Powderject, the Oxford biotech company that has turned itself into the world's sixth-largest maker of vaccines through acquisitions, has received 20 expressions of interest in its needle-free syringe technology, which it put up for sale last month.
The company is understood to be finalising the details of the sale process, with a disposal to be completed by the year end.
Powderject is keen to solicit a joint venture deal, in which it could retain a significant interest in the needle-free injection technology on which the company was founded a decade ago.
The company is keeping the rights to develop the technology for use with vaccines, where it has been discovered to be most successful.
Suitors for the remains of the business are believed to include international companies specialising in novel drug delivery technologies and traditional pharmaceutical groups looking for new means of administering their existing drug products.
Analysts believe a deal will prove difficult. Some value the business at less than £25m after a series of technical setbacks.

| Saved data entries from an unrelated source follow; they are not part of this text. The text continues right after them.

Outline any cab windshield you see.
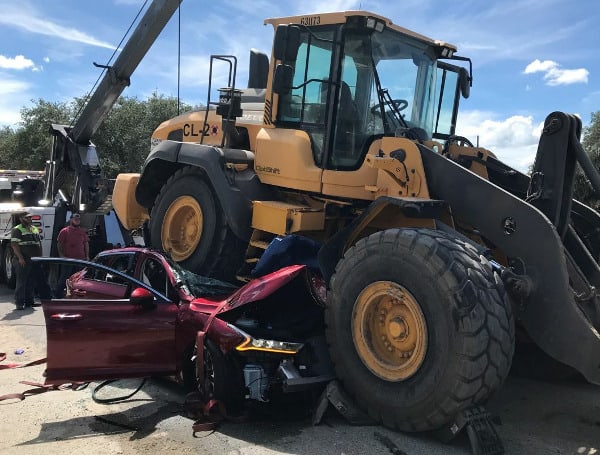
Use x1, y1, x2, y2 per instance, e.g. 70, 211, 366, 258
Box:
329, 27, 436, 168
275, 22, 439, 170
343, 27, 436, 138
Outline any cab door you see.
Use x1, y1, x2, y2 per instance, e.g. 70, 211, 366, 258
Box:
256, 27, 338, 192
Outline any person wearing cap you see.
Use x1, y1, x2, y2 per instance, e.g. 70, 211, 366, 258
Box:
54, 212, 90, 298
11, 211, 52, 310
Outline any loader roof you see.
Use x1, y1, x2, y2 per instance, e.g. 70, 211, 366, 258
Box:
264, 10, 457, 54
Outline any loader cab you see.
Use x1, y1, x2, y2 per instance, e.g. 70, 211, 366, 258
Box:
258, 12, 470, 193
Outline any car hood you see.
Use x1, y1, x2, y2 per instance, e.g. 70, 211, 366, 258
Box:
189, 264, 306, 314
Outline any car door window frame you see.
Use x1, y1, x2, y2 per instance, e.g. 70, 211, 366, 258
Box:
33, 257, 170, 302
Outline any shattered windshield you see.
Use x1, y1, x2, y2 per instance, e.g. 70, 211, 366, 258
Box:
165, 258, 239, 297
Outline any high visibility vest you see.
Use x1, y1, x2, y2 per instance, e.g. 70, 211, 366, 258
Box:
11, 224, 42, 247
10, 224, 42, 259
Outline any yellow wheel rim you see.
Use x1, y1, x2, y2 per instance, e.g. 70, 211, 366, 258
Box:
352, 281, 427, 381
161, 196, 203, 261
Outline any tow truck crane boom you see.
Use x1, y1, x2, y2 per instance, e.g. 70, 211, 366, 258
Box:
46, 0, 182, 213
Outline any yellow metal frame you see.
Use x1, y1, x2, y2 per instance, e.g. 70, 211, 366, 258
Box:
112, 173, 149, 230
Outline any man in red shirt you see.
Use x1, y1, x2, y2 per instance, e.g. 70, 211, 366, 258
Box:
54, 213, 89, 298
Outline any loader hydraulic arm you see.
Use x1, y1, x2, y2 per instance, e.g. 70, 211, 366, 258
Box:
46, 0, 182, 213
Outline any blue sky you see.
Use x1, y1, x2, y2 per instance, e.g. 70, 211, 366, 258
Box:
0, 0, 598, 171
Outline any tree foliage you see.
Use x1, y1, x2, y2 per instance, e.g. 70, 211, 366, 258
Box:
574, 111, 600, 209
0, 99, 74, 169
0, 93, 191, 178
93, 93, 191, 177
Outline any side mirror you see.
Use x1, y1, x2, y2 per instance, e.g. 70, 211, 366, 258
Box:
273, 64, 294, 95
273, 25, 300, 62
130, 287, 156, 309
459, 67, 471, 99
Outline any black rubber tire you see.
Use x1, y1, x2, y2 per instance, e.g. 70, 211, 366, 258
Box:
326, 228, 515, 432
1, 245, 16, 289
197, 340, 244, 410
149, 166, 244, 281
181, 343, 197, 391
0, 244, 6, 284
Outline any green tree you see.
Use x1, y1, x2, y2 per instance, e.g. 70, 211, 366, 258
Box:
0, 126, 18, 166
0, 94, 190, 178
0, 99, 74, 169
91, 93, 191, 178
574, 111, 600, 209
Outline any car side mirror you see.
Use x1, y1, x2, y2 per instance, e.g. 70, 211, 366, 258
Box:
273, 64, 294, 95
130, 287, 156, 309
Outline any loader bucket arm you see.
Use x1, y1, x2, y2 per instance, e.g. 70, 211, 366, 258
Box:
419, 118, 600, 383
526, 112, 600, 238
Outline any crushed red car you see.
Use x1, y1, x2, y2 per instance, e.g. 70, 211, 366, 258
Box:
33, 248, 334, 408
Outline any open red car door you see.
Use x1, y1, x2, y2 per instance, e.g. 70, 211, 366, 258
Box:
37, 258, 180, 384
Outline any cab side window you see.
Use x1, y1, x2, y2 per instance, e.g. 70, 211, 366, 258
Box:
276, 28, 335, 165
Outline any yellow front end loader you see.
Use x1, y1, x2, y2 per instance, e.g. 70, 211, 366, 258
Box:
113, 9, 600, 437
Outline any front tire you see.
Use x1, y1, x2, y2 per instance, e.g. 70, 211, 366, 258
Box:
197, 341, 244, 410
149, 166, 244, 281
326, 228, 514, 432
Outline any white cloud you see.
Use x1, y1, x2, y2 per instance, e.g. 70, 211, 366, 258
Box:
524, 59, 556, 73
0, 78, 29, 96
456, 111, 544, 172
0, 8, 116, 50
524, 59, 589, 86
0, 77, 31, 127
0, 55, 36, 70
291, 0, 360, 13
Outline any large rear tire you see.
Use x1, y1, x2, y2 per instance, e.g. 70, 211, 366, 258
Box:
149, 166, 244, 281
326, 228, 514, 432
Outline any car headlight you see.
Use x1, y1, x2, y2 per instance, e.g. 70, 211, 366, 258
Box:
228, 324, 304, 354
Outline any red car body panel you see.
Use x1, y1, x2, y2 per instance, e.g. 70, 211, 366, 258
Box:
40, 249, 311, 385
189, 264, 306, 314
43, 299, 180, 383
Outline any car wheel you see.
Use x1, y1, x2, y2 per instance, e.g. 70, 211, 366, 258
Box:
326, 228, 515, 432
196, 340, 244, 410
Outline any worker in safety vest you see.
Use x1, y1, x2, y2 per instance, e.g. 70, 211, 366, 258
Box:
11, 211, 52, 310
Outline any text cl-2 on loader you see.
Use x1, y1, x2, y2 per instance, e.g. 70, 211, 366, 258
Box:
113, 8, 600, 436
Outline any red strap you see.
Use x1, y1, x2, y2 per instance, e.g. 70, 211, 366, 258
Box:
0, 380, 84, 402
191, 399, 226, 434
0, 352, 47, 370
195, 332, 205, 391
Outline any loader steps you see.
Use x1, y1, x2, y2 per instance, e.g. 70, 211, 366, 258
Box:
236, 229, 275, 282
249, 239, 271, 250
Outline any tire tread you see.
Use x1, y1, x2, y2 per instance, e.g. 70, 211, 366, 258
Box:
326, 228, 515, 432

Paul Drayson, Powderject's founder, chairman and chief executive, has come under fire for abandoning the technology to focus on vaccines. He has made a string of acquisitions including Evans Vaccines from Celltech in 1999 and Sweden's SBL Vaccin last month. Powderject now has major interests in flu, cholera and travellers' vaccines.
Mr Drayson insists the company's strategic U-turn will reduce shareholders' risk and speed Powderject's journey to profitability.
Powderject made a loss of £20.6m in the year to March and had £4.3m cash in the bank. Analysts now forecast break even later this year for the company with sales topping £100m.